██████╗██╗██╗ ██╗
██╔════╝██║╚██╗██╔╝
██║ ██║ ╚███╔╝
██║ ██║ ██╔██╗
╚██████╗██║██╔╝ ██╗
╚═════╝╚═╝╚═╝ ╚═╝ Code IndeX
Search your codebase by meaning, not just text. Self-hosted, embeddings-based, works with any agent or terminal.
cix search "authentication middleware"
cix search "database retry logic" --in ./api --lang go
cix symbols "UserService" --kind classGrep and fuzzy file search work fine for small projects. At scale they break down:
- You have to know what a thing is called to find it
- Results flood with noise from unrelated files
- Agents waste tokens scanning files that aren't relevant
cix indexes your code into a vector store using CodeRankEmbed — a model purpose-built for code retrieval. Search queries return ranked snippets with file paths and line numbers, not raw file lists.
cix CLI (Go)
├── init → register project + index + start file watcher
├── search → semantic search (embeddings)
├── symbols → symbol lookup by name (SQLite)

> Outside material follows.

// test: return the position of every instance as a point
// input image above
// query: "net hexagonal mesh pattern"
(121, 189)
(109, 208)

├── files → file path search
├── summary → project overview
├── reindex → manual reindex trigger
└── watch → fsnotify daemon → auto reindex on changes
cix-server (Go) — server/
├── llama-server (llama.cpp sidecar) → embeddings (CodeRankEmbed Q8_0 GGUF, 768d)
├── chromem-go → vector store (cosine similarity)

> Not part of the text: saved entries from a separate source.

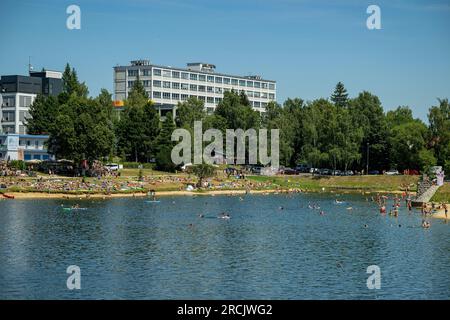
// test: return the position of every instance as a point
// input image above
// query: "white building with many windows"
(167, 86)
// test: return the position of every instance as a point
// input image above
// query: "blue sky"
(306, 45)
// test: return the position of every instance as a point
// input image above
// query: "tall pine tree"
(340, 96)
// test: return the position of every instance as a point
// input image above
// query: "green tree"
(202, 171)
(138, 126)
(367, 114)
(43, 114)
(340, 96)
(164, 145)
(71, 85)
(439, 119)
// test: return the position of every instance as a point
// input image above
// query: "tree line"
(337, 132)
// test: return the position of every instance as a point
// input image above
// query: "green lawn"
(443, 194)
(355, 183)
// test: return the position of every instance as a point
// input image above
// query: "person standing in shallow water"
(445, 206)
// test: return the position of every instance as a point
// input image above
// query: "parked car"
(302, 168)
(112, 166)
(392, 172)
(186, 166)
(289, 171)
(256, 170)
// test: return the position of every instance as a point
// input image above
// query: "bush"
(18, 165)
(135, 165)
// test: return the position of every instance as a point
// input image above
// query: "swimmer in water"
(425, 224)
(224, 215)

├── gotreesitter → AST chunking (200+ languages)
└── modernc.org/sqlite → project metadata, symbols, file hashes
The server is a pure-Go static binary. The CLI is a thin Go binary that talks to it over HTTP.
The llama-server sidecar (from upstream llama.cpp) handles embeddings — the Go process starts it as a child process and communicates via Unix socket.
Three deployment options:
| Mode | Best for | GPU acceleration | Prerequisites |
|---|---|---|---|
| Docker (CPU) | any OS, development | none | Docker |
| Docker (CUDA) | NVIDIA GPU servers | CUDA | Docker, NVIDIA Container Toolkit |
| Native (macOS) | Apple Silicon — full Metal GPU | Metal | Go 1.24+, Xcode CLT |
git clone https://github.com/dvcdsys/code-index && cd code-index
cp .env.example .env
# Edit .env — set CIX_API_KEY to a random string
docker compose up -dcurl http://localhost:21847/health # → {"status": "ok"}See GPU Acceleration (CUDA) section below.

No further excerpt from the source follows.